After Hikma launched, and despite the "skinny label," Amarin sued again, alleging induced infringement under 35 U.S.C. § 271(b) of Amarin's CV indication patents. The Delaware District Court dismissed Amarin's complaint for failure to state a claim. On June 25, 2024, the Federal Circuit reversed, concluding that Amarin's allegations in its complaint concerning the label, coupled with Hikma's public statements and marketing materials, "at least plausibly state[d] a claim for induced infringement." On October 17, 2024, the Federal Circuit denied Hikma's en banc rehearing petition.

Hikma petitioned for certiorari on February 14, 2025, urging that the Federal Circuit's decision creates "a very permissive pleading standard for induced infringement" that conflicts with Section 271(b)'s requirement for "active" inducement, and with the Twombly pleading standard. Hikma also said the decision conflicts with Ninth Circuit decisions, and "effectively nullifies labeling carve-outs under section viii," leading to delayed generic entry and increased drug prices because "no skinny label is safe," and brands will "always find ways to allege induced infringement."

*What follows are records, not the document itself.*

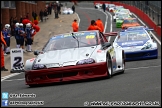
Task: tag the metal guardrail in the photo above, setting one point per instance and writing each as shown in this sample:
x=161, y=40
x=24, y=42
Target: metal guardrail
x=151, y=8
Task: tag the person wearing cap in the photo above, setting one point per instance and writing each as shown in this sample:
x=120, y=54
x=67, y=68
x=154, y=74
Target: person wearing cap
x=93, y=26
x=100, y=24
x=75, y=26
x=2, y=53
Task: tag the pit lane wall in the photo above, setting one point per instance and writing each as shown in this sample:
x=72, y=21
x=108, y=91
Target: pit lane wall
x=144, y=17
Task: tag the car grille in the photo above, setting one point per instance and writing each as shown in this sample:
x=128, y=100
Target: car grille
x=61, y=75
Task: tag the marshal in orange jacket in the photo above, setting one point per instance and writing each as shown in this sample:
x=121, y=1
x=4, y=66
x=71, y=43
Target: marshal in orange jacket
x=100, y=24
x=2, y=53
x=94, y=27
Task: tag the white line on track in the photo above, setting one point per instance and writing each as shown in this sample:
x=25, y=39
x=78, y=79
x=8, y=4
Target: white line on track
x=143, y=67
x=151, y=31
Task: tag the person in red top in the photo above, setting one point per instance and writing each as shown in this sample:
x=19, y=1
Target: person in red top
x=75, y=26
x=100, y=24
x=2, y=53
x=93, y=26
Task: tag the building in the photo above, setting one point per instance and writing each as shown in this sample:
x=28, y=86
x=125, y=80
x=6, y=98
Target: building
x=17, y=8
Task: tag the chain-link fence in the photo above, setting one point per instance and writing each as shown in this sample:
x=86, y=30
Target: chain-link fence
x=151, y=8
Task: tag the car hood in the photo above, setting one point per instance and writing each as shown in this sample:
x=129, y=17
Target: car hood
x=65, y=56
x=132, y=43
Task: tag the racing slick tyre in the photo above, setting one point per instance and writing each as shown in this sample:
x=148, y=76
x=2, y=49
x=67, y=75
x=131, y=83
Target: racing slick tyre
x=109, y=66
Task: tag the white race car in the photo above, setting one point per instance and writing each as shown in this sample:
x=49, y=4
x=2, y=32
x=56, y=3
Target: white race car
x=67, y=11
x=74, y=56
x=137, y=43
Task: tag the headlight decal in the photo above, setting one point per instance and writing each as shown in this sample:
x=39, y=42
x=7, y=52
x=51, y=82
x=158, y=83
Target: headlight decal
x=86, y=61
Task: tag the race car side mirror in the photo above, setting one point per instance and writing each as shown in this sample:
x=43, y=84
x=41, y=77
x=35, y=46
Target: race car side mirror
x=106, y=45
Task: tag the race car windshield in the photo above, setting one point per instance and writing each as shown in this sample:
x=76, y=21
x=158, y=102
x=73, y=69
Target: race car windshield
x=68, y=41
x=133, y=36
x=122, y=16
x=128, y=21
x=124, y=11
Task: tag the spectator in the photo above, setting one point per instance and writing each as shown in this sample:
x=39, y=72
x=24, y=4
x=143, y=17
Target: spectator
x=59, y=9
x=21, y=18
x=56, y=11
x=93, y=26
x=73, y=8
x=75, y=26
x=2, y=53
x=45, y=14
x=49, y=9
x=35, y=16
x=104, y=7
x=27, y=16
x=12, y=26
x=41, y=15
x=100, y=24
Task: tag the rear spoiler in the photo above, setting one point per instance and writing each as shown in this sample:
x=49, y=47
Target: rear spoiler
x=111, y=34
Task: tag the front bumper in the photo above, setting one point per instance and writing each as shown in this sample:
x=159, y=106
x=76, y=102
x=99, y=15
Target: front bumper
x=118, y=25
x=143, y=54
x=68, y=73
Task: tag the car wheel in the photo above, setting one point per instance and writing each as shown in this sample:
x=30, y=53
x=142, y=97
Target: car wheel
x=109, y=67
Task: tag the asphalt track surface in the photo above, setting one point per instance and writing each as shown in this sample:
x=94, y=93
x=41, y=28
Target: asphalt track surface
x=141, y=81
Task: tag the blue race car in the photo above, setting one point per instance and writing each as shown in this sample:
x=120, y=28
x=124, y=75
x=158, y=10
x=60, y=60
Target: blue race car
x=137, y=43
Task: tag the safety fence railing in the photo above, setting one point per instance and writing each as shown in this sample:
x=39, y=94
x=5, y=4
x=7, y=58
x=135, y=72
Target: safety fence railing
x=151, y=8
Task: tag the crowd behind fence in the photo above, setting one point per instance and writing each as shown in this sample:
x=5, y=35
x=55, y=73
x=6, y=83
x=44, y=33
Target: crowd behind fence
x=151, y=8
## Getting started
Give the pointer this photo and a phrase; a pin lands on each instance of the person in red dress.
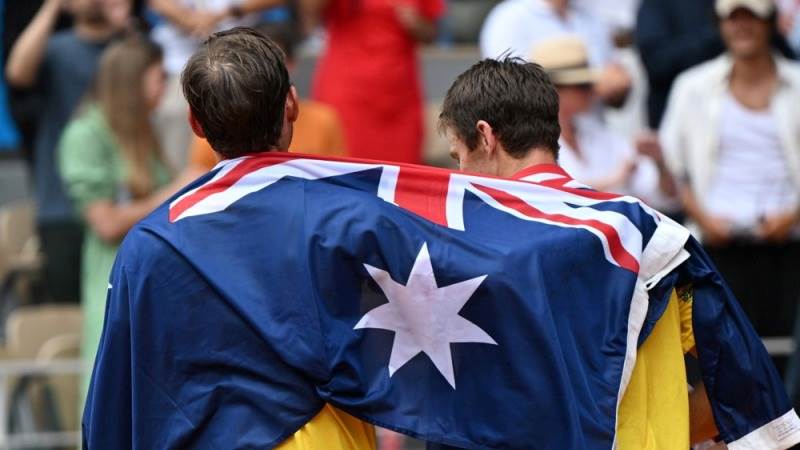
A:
(369, 71)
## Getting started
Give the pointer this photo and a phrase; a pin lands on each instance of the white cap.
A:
(761, 8)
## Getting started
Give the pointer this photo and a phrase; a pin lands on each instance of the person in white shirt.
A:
(731, 136)
(184, 26)
(590, 152)
(514, 27)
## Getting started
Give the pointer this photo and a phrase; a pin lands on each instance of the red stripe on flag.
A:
(618, 252)
(423, 192)
(245, 167)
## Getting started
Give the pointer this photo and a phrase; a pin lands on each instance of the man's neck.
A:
(753, 69)
(537, 156)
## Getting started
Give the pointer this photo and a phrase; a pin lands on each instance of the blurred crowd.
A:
(691, 105)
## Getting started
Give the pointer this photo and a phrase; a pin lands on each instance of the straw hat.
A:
(761, 8)
(565, 59)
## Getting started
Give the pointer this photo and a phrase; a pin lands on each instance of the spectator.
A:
(369, 73)
(112, 166)
(672, 36)
(590, 152)
(514, 27)
(731, 136)
(64, 64)
(185, 25)
(317, 129)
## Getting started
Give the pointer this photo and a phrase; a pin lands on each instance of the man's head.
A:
(239, 93)
(746, 26)
(565, 59)
(499, 112)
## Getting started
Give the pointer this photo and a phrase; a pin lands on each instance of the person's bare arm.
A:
(26, 56)
(182, 17)
(716, 231)
(647, 144)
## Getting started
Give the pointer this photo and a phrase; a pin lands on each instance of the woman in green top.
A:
(113, 167)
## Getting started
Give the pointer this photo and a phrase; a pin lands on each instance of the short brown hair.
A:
(515, 97)
(236, 85)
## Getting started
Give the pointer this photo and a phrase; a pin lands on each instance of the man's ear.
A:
(198, 130)
(487, 141)
(292, 110)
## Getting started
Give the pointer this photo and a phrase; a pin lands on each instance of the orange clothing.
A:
(317, 131)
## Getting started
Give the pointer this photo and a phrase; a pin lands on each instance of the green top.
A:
(93, 169)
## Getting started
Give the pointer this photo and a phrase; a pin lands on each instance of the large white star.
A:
(424, 316)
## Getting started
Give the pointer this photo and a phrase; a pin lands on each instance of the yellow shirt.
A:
(332, 429)
(654, 413)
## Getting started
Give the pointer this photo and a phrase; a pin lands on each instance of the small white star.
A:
(424, 316)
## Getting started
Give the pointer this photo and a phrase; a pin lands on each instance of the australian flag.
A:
(466, 310)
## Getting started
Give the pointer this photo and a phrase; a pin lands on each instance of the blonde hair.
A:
(121, 100)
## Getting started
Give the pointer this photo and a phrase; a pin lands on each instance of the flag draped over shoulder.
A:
(472, 311)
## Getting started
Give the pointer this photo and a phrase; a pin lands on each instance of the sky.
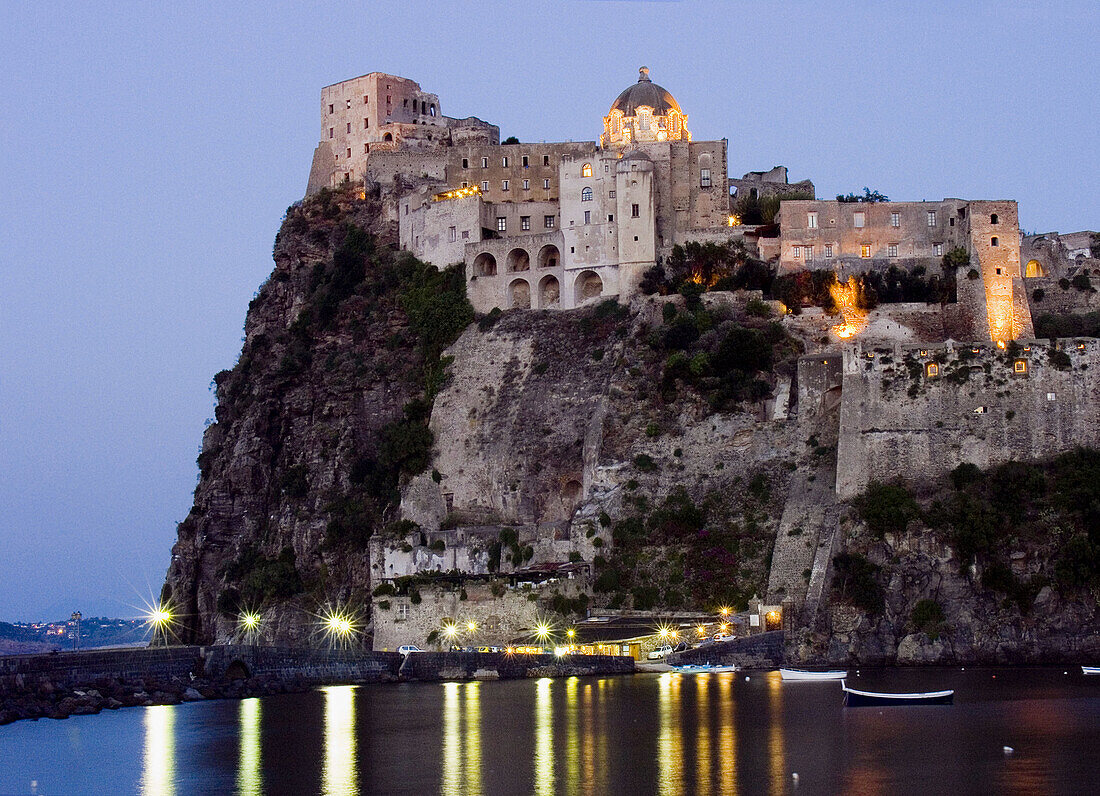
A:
(149, 152)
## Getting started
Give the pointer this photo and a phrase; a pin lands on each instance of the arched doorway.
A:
(549, 256)
(519, 294)
(587, 286)
(549, 293)
(518, 260)
(485, 265)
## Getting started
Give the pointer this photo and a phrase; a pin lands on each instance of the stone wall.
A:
(916, 413)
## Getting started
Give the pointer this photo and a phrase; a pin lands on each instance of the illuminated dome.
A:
(645, 112)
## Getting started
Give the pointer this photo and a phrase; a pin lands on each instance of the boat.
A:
(855, 698)
(704, 667)
(811, 676)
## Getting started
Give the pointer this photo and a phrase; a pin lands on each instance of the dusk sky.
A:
(151, 150)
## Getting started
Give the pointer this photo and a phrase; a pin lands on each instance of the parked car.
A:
(660, 652)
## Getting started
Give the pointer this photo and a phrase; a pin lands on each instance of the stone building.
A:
(854, 238)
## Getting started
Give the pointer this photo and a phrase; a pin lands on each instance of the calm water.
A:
(717, 733)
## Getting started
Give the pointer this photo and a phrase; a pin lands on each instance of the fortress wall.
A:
(976, 409)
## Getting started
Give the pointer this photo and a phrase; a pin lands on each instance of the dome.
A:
(646, 92)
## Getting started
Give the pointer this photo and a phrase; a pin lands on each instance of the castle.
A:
(554, 225)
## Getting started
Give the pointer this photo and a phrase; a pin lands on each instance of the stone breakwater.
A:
(58, 685)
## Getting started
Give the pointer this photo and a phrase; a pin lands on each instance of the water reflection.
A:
(543, 739)
(250, 778)
(158, 776)
(340, 774)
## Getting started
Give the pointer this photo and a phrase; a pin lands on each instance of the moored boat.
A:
(806, 675)
(855, 698)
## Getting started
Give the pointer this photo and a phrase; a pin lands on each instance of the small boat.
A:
(806, 675)
(854, 698)
(704, 667)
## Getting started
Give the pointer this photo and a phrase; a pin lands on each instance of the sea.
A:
(1010, 731)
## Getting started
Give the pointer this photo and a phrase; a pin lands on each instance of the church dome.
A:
(645, 92)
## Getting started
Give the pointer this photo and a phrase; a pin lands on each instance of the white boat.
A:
(812, 676)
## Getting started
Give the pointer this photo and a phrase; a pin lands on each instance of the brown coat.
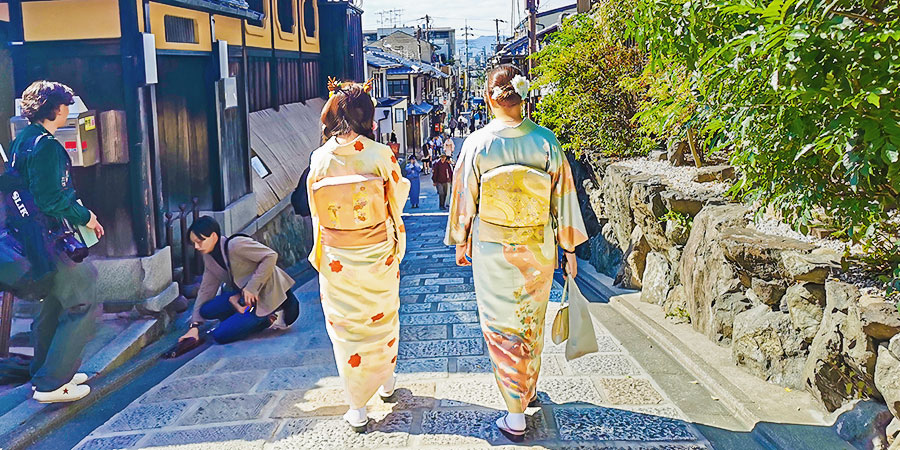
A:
(254, 269)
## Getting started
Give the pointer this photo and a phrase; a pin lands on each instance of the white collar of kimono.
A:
(508, 131)
(347, 147)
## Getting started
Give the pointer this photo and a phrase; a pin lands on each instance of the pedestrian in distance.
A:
(514, 202)
(413, 170)
(68, 315)
(255, 292)
(359, 240)
(442, 178)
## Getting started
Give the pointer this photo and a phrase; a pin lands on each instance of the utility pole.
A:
(497, 23)
(532, 42)
(466, 33)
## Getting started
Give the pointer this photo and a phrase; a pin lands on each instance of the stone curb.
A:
(720, 386)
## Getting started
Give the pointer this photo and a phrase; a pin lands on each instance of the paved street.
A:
(281, 390)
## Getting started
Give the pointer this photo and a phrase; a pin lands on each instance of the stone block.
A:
(111, 443)
(766, 344)
(475, 427)
(887, 377)
(599, 364)
(290, 378)
(390, 432)
(607, 424)
(415, 308)
(443, 281)
(467, 330)
(457, 306)
(445, 348)
(299, 359)
(205, 386)
(439, 318)
(471, 392)
(473, 364)
(419, 367)
(423, 332)
(806, 305)
(568, 391)
(881, 321)
(158, 302)
(220, 437)
(145, 417)
(630, 391)
(238, 408)
(657, 279)
(714, 173)
(451, 297)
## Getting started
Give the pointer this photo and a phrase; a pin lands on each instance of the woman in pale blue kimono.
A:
(413, 170)
(513, 204)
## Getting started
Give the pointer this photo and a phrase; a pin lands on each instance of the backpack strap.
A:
(228, 258)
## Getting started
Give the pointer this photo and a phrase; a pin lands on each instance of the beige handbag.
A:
(573, 323)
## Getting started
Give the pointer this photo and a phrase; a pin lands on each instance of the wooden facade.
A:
(184, 139)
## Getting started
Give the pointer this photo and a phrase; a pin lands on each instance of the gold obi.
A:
(350, 202)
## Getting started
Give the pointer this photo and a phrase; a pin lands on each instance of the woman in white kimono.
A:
(356, 199)
(513, 204)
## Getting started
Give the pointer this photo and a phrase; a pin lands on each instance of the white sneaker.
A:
(358, 419)
(66, 393)
(387, 390)
(78, 378)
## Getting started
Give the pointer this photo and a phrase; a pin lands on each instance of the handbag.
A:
(573, 323)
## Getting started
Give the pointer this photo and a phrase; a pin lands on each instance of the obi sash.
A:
(515, 203)
(350, 202)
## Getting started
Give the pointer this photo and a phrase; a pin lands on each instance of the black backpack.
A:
(25, 246)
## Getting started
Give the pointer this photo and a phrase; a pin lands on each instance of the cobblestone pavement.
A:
(281, 390)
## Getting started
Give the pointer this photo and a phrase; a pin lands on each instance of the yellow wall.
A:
(83, 19)
(201, 28)
(286, 41)
(228, 29)
(261, 37)
(310, 45)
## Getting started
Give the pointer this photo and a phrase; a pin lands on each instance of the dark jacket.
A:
(443, 172)
(46, 170)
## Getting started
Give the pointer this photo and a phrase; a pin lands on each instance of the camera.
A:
(74, 249)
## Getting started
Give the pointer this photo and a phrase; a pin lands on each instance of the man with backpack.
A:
(67, 318)
(256, 294)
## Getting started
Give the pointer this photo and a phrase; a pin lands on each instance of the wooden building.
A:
(188, 78)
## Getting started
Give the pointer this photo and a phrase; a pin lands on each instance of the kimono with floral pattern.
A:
(513, 281)
(360, 282)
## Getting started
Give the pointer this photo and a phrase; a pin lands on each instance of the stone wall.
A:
(288, 234)
(773, 300)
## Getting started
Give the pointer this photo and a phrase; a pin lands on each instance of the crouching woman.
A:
(256, 293)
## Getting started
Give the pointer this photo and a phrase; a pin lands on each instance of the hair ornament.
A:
(521, 85)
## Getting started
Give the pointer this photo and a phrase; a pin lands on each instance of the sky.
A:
(453, 13)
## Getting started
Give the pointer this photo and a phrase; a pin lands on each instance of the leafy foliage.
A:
(803, 95)
(581, 69)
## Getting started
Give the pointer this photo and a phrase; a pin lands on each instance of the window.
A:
(398, 88)
(256, 5)
(309, 18)
(286, 15)
(180, 29)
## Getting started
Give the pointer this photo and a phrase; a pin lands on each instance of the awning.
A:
(421, 109)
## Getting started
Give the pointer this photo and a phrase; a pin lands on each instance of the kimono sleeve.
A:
(564, 207)
(464, 196)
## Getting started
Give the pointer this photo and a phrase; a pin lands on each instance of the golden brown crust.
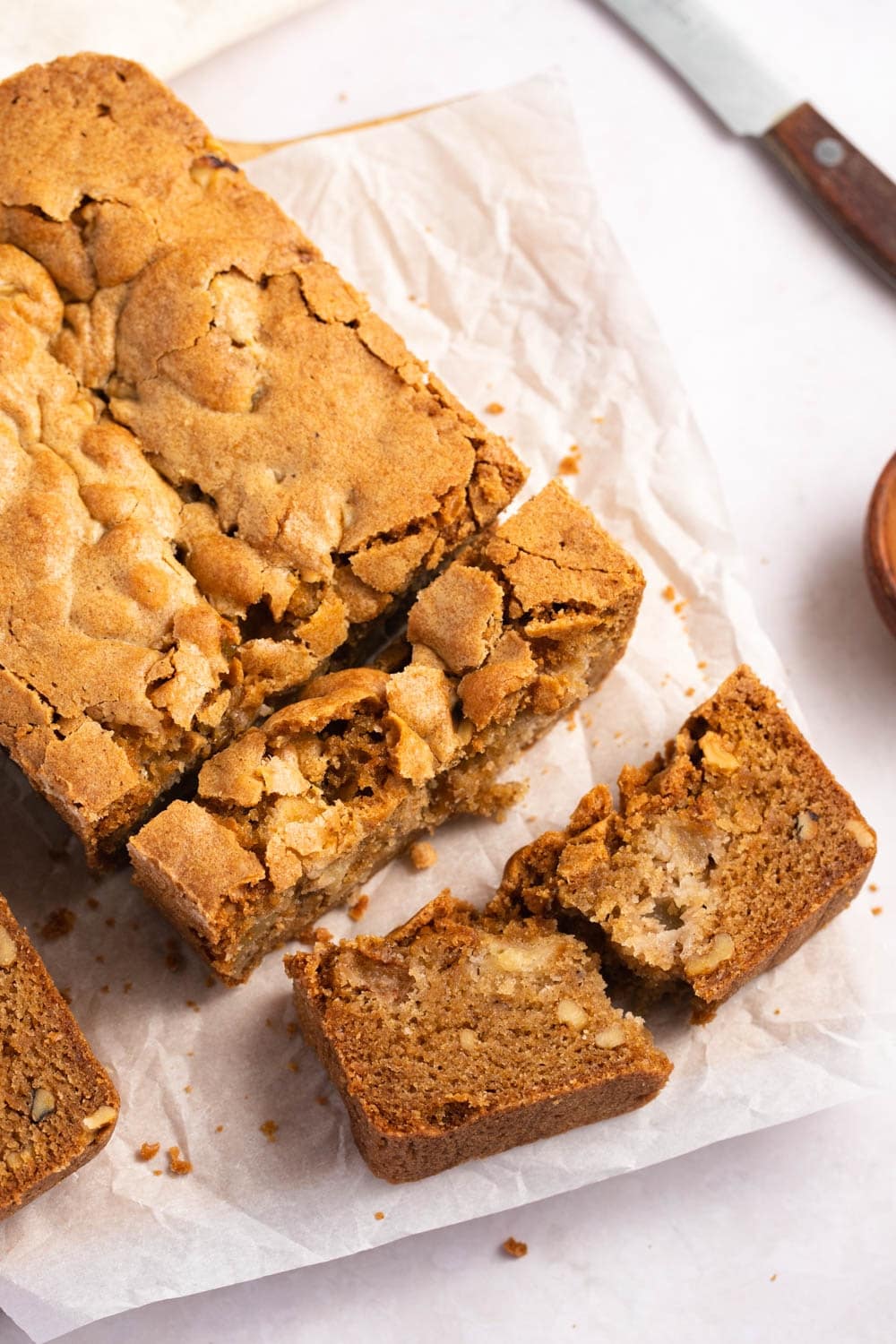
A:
(726, 854)
(347, 776)
(220, 465)
(58, 1107)
(458, 1037)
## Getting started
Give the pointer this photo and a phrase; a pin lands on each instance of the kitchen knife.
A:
(849, 193)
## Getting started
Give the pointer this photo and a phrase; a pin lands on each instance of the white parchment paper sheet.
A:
(476, 230)
(167, 35)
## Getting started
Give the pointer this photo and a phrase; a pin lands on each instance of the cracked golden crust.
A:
(726, 855)
(343, 779)
(42, 1047)
(218, 464)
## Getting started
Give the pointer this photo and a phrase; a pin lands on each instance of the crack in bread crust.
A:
(296, 814)
(220, 467)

Amarin denies that the Federal Circuit applied the wrong standard and that a split exists on "whether inducement is a question of law or fact." Its opposition also disagreed with Hikma (and Hikma's supporting amici) that the decision nullified section viii carve-outs because "this is not a skinny-label case." Amarin instead called this the "rare case" where the "pleaded facts [] together make inducement plausible," which "cannot be resolved until discovery." 

On June 23, 2025, the Supreme Court invited the Solicitor General to file a brief expressing the United States' views regarding Hikma's petition. This invitation demonstrates the Court's interest in the case; statistics show such invitations dramatically increase the likelihood the Court will grant review.